In this seminar, students will engage with texts published within the last five years in the field of transgender studies. Along with academic writing, we will work with literature, memoir, film, and popular culture. Together, these texts expand our shared understanding of what trans* means; pose challenging questions about Western transgender studies and its canon; and link the field of transgender studies with global movements for justice. Students will have opportunities for collaboration and community engagement, and to create their own theory and creative work.

 

AMST 30994     American Hate: White Radicalism, Religion and Domestic Terror in Contemporary America     Jason Springs     T/TH     2:00-3:15pm

Incidents of hate-driven political violence and domestic terrorism have increased in the United States in recent years and are the highest they have been in decades. Non-partisan studies show this upsurge in violence has been driven primarily by white-supremacist, anti-Muslim, and anti-government extremism.
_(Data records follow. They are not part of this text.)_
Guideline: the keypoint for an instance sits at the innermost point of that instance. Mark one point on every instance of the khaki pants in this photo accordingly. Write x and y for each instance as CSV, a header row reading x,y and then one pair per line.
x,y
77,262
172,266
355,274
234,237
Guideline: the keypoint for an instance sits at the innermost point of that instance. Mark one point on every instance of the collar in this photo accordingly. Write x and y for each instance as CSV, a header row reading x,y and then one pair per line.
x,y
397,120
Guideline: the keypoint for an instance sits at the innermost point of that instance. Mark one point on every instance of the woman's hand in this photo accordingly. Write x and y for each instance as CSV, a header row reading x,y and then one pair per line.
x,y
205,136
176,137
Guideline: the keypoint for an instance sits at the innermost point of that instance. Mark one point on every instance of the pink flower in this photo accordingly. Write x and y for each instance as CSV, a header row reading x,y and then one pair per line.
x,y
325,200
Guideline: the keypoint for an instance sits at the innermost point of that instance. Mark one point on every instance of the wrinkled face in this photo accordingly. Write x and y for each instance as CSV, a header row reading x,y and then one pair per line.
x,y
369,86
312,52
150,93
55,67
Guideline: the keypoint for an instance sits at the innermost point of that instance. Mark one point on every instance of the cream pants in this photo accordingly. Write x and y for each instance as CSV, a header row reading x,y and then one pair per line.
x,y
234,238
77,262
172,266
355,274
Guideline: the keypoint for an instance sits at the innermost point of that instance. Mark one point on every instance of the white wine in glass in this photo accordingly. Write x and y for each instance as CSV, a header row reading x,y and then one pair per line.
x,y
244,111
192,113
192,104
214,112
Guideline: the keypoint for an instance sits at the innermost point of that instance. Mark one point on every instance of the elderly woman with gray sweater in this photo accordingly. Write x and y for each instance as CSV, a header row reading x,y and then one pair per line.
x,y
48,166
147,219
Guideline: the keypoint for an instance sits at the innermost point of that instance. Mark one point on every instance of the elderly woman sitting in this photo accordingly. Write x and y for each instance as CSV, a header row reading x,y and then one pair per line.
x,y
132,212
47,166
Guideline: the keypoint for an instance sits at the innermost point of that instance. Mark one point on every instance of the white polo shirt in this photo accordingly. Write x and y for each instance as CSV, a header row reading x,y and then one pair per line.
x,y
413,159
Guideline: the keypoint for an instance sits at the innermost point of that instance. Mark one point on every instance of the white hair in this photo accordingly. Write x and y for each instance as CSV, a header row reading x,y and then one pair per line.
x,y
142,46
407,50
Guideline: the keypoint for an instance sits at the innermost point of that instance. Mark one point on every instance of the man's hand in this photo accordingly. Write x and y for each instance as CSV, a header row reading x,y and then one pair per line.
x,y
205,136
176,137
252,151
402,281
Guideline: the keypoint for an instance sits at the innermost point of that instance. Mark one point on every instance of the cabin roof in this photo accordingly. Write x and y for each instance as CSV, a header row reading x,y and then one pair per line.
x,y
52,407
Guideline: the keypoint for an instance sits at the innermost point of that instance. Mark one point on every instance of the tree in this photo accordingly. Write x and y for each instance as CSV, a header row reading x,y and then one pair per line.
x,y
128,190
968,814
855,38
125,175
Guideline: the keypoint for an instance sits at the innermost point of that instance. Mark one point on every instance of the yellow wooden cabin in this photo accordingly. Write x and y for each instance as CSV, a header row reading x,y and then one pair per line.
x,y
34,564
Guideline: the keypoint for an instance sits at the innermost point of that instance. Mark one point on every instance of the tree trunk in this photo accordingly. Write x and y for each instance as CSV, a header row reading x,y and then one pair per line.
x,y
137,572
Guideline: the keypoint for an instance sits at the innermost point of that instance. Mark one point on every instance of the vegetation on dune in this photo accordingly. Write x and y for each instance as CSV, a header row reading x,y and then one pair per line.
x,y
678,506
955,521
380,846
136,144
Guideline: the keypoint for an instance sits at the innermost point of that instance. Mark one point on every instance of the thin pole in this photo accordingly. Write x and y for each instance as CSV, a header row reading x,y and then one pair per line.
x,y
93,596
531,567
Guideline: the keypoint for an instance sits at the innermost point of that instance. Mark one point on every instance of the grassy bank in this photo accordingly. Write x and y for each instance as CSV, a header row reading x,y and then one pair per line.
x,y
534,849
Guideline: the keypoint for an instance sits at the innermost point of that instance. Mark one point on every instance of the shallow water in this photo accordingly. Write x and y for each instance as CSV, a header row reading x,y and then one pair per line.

What are the causes of this upsurge in extremism and political violence? What is its impact upon contemporary society, religion, and politics? What do the categories and practices of peacebuilding have to offer for purposes of constructive and transformational responses to such violence and its causes? This course explores answers to these questions. It examines how the causes and conditions of the upsurge in extremist politics and political violence relate to racism, nationalism, xenophobia, and the political weaponizing of American religion. We will explore such factors as the role of ethno-nationalism in the wide-spread Evangelical Christian embrace of QAnon conspiracy theories and political organizing, the merging of Catholic and Orthodox Christian “traditionalism” with political authoritarianism (e.g. especially as modeled by contemporary Hungary, Poland, and Russia), the so-called “Alt-Right” organizing and activism (e.g. the “Unite the Right” marches and rallies in Charlottesville), the January 6, 2021 attack on the U.S. Capital, the relation of the so-called “Gun Lobby” to increased militance of political rhetoric and organizing, militia organizing and participation in political violence and terrorism, and invocations of a looming “civil war” as the inevitable result of deep and persistent political polarization in the U.S. Readings will include Janelle Wong's Immigrants, Evangelicals, and Politics in an Era of Demographic Change; Kristen Kobes Du Mez's From Jesus to John Wayne; Cynthia Miller-Idriss' Hate in the Homeland; Barbara Walters' How Civil Wars Start; Sarah Riccardi-Swartz's Between Heaven and Russia; and Ryan Busse's Gun Fight, among others.